Genome-Wide Comparative Functional Analyses Reveal Adaptations of Salmonella Sv. Newport to a Plant Colonization Lifestyle

Marcos H de Moraes et al. Front Microbiol. .
Free PMC article

Abstract

Outbreaks of salmonellosis linked to the consumption of vegetables have been disproportionately associated with strains of serovar Newport.
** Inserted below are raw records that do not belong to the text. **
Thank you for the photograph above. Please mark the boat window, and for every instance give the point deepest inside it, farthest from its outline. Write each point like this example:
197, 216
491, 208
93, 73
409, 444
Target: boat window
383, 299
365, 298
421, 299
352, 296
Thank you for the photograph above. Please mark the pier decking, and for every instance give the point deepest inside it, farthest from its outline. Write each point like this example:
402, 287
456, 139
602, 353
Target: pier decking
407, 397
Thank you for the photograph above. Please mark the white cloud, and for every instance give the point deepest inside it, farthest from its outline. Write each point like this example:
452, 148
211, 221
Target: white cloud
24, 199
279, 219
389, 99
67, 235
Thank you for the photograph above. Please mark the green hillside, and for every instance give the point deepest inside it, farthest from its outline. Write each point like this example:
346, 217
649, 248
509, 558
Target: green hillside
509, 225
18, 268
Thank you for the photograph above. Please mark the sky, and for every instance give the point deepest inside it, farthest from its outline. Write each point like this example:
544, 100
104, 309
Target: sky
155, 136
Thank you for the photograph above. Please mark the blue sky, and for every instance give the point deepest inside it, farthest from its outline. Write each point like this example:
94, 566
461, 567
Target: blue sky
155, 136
We tested the hypothesis that strains of sv. Newport have evolved unique adaptations to persistence in plants that are not shared by strains of other Salmonella serovars. We used a genome-wide mutant screen to compare growth in tomato fruit of a sv. Newport strain from an outbreak traced to tomatoes, and a sv. Typhimurium strain from animals. Most genes in the sv. Newport strain that were selected during persistence in tomatoes were shared with, and similarly selected in, the sv. Typhimurium strain. Many of their functions are linked to central metabolism, including amino acid biosynthetic pathways, iron acquisition, and maintenance of cell structure. One exception was a greater need for the core genes involved in purine metabolism in sv. Typhimurium than in sv. Newport. We discovered a gene, papA, that was unique to sv. Newport and contributed to the strain's fitness in tomatoes. The papA gene was present in about 25% of sv. Newport Group III genomes and generally absent from other Salmonella genomes. Homologs of papA were detected in the genomes of Pantoea, Dickeya, and Pectobacterium, members of the Enterobacteriacea family that can colonize both plants and animals.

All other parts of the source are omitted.